As I considered the outside possibility that I could pass away, and being totally ignorant of how the organ transplant system worked, I decided to write up a short Last Will and Testament and indicated that if I died, I wanted David to have my kidney. I didn’t know his last name at the time, but I included his phone number.

Prior to surgery, I told my nurse and my surgeon that I had that in my pocket in case I didn’t make it. They assured me I’d make it. I just figured that if I went to be with the Lord, they’d yank out my kidney, call David in, and stick it in him. I found out that’s not how it works.

Anyway, obviously I survived. But God had put it on my heart that I didn’t need to die to give David my kidney. This would be a very powerful way to present the gospel to him—that as Jesus the Messiah gave His life for us so we could live forever, I could offer my life—or at least my kidney—so my friend could live at least a little longer.

I thought of the scripture that says, “Greater love has no one than this, that one lay down his life for his friends.” I also had heard somewhere that though we have two kidneys, we really only need one. The other one’s extra. So, these things all came together.

Thus far, I hadn’t said anything to David about all this. One day, after a round of pickleball games, David and I were last on the court. I said, “David, I want to show you something.” I pulled out my piece of paper. “This is what I wrote when I was going in for my procedure.” I handed him the Last Will and Testament I had written. As he read it, I could see it really touched him. I told him, “I want to give you one of my kidneys.” It was hard for him to find words to express his appreciation.

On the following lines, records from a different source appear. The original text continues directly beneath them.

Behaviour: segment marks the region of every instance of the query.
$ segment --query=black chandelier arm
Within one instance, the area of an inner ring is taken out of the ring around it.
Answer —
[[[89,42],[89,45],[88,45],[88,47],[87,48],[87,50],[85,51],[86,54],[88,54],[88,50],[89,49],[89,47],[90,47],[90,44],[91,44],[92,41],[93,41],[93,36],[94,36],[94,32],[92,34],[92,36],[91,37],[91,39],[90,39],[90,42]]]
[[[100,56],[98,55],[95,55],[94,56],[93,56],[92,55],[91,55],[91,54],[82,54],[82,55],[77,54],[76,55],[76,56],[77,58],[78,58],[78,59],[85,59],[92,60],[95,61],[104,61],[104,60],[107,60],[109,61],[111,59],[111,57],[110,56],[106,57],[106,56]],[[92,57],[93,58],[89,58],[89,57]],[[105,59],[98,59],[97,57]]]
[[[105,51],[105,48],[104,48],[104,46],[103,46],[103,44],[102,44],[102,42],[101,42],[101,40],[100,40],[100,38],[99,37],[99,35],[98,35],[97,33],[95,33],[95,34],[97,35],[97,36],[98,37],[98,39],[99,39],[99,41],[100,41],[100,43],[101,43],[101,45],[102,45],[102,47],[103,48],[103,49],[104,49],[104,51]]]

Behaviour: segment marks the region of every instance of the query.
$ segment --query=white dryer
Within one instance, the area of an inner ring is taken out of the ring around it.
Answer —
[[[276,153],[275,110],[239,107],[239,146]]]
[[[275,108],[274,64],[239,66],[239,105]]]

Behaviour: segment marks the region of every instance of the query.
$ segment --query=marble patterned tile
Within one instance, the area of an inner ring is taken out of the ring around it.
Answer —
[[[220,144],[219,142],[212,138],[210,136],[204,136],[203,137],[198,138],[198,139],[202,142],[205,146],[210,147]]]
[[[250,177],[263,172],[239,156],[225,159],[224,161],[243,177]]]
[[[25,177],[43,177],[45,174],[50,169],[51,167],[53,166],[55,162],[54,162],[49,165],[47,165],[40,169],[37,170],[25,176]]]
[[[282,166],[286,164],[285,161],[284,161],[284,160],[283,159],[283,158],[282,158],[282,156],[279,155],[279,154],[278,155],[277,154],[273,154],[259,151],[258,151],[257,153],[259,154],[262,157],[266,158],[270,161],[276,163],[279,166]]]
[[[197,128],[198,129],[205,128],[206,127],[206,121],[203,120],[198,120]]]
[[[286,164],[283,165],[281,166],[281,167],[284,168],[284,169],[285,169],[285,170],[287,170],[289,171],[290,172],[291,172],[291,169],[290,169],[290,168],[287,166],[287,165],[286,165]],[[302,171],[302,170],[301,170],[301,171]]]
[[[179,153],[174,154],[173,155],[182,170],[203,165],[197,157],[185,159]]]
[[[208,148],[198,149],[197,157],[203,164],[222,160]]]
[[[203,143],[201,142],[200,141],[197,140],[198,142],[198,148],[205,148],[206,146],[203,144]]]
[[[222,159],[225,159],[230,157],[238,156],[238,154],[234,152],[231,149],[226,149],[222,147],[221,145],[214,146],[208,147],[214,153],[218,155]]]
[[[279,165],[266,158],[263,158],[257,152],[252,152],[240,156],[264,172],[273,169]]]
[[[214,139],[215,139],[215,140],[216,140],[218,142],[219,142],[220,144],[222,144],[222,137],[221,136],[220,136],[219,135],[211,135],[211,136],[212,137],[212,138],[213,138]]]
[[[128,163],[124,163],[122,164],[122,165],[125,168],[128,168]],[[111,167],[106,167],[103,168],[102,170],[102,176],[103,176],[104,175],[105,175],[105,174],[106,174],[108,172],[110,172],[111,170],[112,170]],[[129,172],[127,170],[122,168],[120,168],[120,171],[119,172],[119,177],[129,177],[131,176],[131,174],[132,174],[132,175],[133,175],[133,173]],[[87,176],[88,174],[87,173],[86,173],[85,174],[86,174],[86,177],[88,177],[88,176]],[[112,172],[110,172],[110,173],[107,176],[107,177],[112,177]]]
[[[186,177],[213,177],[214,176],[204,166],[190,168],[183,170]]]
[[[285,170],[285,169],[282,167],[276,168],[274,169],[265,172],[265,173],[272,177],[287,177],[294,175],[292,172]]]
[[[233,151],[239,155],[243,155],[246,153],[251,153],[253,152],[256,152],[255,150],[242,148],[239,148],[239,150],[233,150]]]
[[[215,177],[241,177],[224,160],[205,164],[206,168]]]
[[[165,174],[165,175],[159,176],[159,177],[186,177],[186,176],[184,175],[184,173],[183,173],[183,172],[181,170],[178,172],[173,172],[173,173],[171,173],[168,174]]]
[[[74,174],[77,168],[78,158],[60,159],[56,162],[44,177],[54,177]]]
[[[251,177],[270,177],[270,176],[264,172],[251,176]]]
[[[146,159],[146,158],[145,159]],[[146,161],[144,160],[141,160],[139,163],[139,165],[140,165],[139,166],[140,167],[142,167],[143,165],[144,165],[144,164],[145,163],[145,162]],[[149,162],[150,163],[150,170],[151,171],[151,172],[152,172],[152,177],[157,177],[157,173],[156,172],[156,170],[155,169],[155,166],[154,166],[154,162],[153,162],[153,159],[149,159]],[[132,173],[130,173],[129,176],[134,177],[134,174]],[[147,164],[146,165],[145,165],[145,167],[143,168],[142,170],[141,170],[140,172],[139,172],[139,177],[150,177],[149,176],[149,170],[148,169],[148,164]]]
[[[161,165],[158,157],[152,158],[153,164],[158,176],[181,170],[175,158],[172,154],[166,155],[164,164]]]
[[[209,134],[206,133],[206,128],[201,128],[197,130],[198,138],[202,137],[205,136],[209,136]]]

This would be a very powerful way to present the gospel to him—that as Jesus the Messiah gave His life for us so we could live forever, I could offer my life—or at least my kidney—so my friend could live at least a little longer.

John Mark

After three trips to the Boston area to see if I met the stringent medical requirements to be a donor, they ended up denying me. I knew this was hard on David. I even contacted a transplant center here in New York, but after a short phone interview they said I would not meet their conditions as a donor. Soon David would have to go to the clinic for dialysis three times weekly—a very difficult thing to go through—and then he and his wife learned how to do home hemodialysis, which was four times a week.

I contacted the hospital David was going to in Florida, and after passing the initial interviews, I was invited to fly there for a battery of tests to see if I would be a suitable donor. In January, I arrived for testing. After taking what seemed like gallons of bodily fluids, and multiple x-rays, scans, probes and prods, they accepted me as a suitable donor. Great! I may be good for something after all. Not only that, but David and I were a match! We matched in blood type as well as tissue crossmatching.

The transplant occurred on May 1, 2023. Upon waking up, someone asked me if I’d heard why David’s surgery took longer than expected. As I didn’t know, they told me because my kidney was so big. The transplant was a complete success for both of us. David named my kidney “Lumpy” as it’ll stick out a bit in his abdomen.

I’d like to thank the National Kidney Registry and Donor Shield for reimbursing me for the travel and lodging expenses I incurred. Only a couple days after submitting my receipts I received notice the funds were deposited into my account.